Let the squares of the $m \times n$ board have coordinates $(i,j)$, with $1 \le i \le m$ and $1 \le j \le n$.

Section 7.2.2.2: Satisfiability

Exercise 468. [20] [20] Experiment with the mutilated chessboard problem when the even-odd endomorphisms are modified so that (a) they use the same rule for all $i$ and $j$; or (b) they each make an independent random choice between horizontal and vertical.

Verified: no
Solve time: 4m


Solution

Let the squares of the $m \times n$ board have coordinates $(i,j)$, with $1 \le i \le m$ and $1 \le j \le n$. The endomorphism in the even-odd rule (190) chooses, for each square, one of its two possible domino directions according to the parity of its coordinates. A fixed point is therefore a domino covering in which every square is paired in the direction prescribed by (190).

Assume first that $m$ is even. In this case the rule pairs the squares in each column by vertical dominoes. Indeed, for each column $j$, the square pairs in the order

$$ (1,j)\leftrightarrow(2,j),\quad (3,j)\leftrightarrow(4,j),\quad \dots,\quad (m-1,j)\leftrightarrow(m,j). $$

These pairs cover every square of the column because $m$ is even. Hence the collection of these vertical dominoes is a domino covering, and every domino is unchanged by (190), so this covering is a fixed point.

To prove uniqueness, consider any fixed point. The top square $(1,j)$ of each column has only the partner prescribed by (190), namely $(2,j)$. Therefore every fixed point must contain the domino

$$ {(1,j),(2,j)}. $$

Removing these dominoes leaves the same problem on rows $3$ through $m$. Repeating this argument forces the dominoes

$$ {(3,j),(4,j)},\ldots,{(m-1,j),(m,j)} $$

for every column $j$. Thus no other covering can be fixed.
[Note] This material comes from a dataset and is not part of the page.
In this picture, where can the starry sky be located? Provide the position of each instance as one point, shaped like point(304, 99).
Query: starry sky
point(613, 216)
Now assume that $m$ is odd. Since $mn$ is even, $n$ must be even. The same argument with the roles of rows and columns interchanged applies. The rule forces horizontal dominoes in each row:

$$ ( i,1)\leftrightarrow(i,2),\quad ( i,3)\leftrightarrow(i,4),\quad \dots,\quad (i,n-1)\leftrightarrow(i,n). $$

These dominoes form a covering because $n$ is even. Every fixed point must contain the domino covering the leftmost square $(i,1)$ of each row, then the domino covering $(i,3)$, and so on. Hence this horizontal covering is forced and unique.

In both possible cases, one of $m,n$ is even because $mn$ is even. The even dimension determines a covering fixed by the even-odd rule, and the forced domino containing the first square in each corresponding strip shows that no second fixed point can exist.

This completes the proof.